Since his retirement, Jones, a former Pro Bowler and three-time Super Bowl champion, has run a business in Austin. His cousin, who has a lengthy criminal history including arson and insurance fraud charges, attempted to extort Jones after being granted parole in 2014, the opinion says.
That cousin, Theodore Watson, also called TMZ with allegations Jones threatened to harm him for refusing to murder Jones’ former agent, the opinion says. Watson filed a police report, though the sides dispute whether he did this on his own or if he was instructed to by a TMZ reporter, Liz McKernan.
McKernan messaged Jones on Twitter. He referred her to his lawyer, who says he never heard from her. She says she left a voicemail.
Shortly after obtaining Watson’s police report, TMZ published a story with the headline “Ex-Super Bowl Champ Suspect in Police Investigation; Allegedly Tried to Hire Hit Man.”
After an email exchange with McKernan, Bressi sent a press release to TMZ that called the allegations untrue. TMZ updated the story.
Just before the one-year statute of limitations was going to expire, Jones filed his defamation case, alleging TMZ ignored major red flags with the informant, Watson. TMZ argued the Defamation Mitigation Act barred the case because he failed to request a correction, clarification or retraction of the story before the statute of limitations expired.

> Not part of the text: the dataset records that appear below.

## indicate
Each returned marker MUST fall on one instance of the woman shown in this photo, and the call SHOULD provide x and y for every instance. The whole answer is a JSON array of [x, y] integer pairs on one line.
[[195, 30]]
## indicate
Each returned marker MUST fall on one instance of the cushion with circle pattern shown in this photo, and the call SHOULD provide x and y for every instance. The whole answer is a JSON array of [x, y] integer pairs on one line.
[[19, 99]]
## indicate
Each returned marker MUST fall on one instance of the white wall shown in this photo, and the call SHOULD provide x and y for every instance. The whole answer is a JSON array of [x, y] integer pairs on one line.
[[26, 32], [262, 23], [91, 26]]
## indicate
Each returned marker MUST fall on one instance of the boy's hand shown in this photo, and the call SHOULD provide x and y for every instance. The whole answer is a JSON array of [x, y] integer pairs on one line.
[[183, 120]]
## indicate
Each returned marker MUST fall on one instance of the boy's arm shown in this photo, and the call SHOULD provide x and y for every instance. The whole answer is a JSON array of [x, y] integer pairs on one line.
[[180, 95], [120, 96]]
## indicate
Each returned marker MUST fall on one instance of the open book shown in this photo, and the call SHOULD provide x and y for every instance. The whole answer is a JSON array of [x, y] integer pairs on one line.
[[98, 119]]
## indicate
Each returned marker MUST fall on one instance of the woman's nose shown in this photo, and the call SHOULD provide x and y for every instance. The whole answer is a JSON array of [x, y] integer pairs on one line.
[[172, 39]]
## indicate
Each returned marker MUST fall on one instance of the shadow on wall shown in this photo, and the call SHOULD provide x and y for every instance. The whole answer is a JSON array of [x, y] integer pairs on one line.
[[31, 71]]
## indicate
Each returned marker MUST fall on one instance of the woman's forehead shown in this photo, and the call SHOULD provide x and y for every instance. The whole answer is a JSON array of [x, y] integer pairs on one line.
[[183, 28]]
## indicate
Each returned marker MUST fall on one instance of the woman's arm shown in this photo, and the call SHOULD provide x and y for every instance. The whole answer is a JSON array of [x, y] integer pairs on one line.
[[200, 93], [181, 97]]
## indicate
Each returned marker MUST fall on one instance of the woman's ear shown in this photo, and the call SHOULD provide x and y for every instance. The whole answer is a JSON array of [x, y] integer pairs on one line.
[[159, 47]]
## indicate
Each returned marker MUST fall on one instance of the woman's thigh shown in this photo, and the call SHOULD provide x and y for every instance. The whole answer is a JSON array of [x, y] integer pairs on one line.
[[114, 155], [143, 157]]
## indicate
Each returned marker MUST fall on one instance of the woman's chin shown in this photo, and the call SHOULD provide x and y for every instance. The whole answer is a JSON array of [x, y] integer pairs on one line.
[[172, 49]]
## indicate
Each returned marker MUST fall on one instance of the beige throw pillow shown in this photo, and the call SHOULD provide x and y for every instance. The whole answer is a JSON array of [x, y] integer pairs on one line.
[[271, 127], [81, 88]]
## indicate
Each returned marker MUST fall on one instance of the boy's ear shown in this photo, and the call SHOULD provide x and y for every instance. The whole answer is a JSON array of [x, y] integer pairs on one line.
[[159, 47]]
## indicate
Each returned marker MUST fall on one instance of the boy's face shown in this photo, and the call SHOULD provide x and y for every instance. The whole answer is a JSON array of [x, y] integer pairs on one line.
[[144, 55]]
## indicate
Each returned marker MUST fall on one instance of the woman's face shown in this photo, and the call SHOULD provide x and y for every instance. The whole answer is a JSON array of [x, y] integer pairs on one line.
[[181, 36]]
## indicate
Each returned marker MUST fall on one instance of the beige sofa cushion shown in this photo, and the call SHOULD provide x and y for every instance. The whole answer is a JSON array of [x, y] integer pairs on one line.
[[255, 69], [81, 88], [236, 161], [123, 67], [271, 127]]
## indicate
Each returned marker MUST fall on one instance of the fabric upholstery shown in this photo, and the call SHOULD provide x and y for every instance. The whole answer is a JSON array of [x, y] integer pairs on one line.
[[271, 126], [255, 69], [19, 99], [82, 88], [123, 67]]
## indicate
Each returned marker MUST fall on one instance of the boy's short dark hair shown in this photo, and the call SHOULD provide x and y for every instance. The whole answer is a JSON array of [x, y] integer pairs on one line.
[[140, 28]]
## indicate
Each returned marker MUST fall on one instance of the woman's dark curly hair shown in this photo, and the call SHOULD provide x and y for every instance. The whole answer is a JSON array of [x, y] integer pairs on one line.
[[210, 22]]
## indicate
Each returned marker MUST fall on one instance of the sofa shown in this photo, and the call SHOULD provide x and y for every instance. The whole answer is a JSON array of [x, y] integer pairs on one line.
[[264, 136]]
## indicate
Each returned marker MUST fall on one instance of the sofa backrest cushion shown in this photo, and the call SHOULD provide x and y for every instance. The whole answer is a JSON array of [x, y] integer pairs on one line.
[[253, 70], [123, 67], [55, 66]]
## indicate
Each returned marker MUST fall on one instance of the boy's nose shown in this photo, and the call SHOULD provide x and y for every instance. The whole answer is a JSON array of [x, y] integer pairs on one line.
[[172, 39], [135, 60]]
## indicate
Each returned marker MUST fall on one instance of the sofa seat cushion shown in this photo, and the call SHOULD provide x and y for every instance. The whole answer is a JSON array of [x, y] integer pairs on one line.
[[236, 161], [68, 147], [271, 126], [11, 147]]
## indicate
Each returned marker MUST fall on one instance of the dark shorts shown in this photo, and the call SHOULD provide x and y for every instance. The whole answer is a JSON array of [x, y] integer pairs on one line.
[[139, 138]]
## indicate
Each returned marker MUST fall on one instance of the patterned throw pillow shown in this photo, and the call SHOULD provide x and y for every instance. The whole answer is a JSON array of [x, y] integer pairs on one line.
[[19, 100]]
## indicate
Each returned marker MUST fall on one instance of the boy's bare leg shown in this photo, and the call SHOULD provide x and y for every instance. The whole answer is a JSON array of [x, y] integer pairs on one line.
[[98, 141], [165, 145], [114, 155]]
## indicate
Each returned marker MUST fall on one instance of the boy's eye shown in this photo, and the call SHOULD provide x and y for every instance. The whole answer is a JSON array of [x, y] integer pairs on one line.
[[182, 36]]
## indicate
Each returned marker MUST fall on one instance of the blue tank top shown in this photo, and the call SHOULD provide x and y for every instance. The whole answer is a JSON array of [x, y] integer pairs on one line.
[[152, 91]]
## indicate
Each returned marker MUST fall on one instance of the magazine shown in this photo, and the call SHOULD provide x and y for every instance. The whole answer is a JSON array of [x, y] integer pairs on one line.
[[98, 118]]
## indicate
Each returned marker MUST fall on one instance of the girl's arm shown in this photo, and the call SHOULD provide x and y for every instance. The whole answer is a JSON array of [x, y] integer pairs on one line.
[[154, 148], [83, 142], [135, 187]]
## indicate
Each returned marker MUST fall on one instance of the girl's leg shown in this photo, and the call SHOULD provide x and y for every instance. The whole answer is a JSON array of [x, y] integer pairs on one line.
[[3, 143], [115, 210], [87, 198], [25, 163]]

“TMZ focuses on Jones’ press release as if it were an out-of-the-blue missive devoid of any context,” wrote Justice Eva Guzman. “But the communications between (Bressi and McKernan) tell a different story and establish Jones’ compliance with (the DMA).
“Those communications did not include the words ‘I request a correction, clarification or retraction,’ but the statute does not require such formality.”
Jones’ desire that the allegations be removed or revised was obvious, the court ruled, and McKernan understood that when she asked Bressi to delay issuing the press release until after she could include it in the updated story.
Chief Justice Nathan Hecht issued a dissenting opinion that worried restrictions under the DMA, designed to prevent superfluous defamation litigation, will be eased under the majority’s decision.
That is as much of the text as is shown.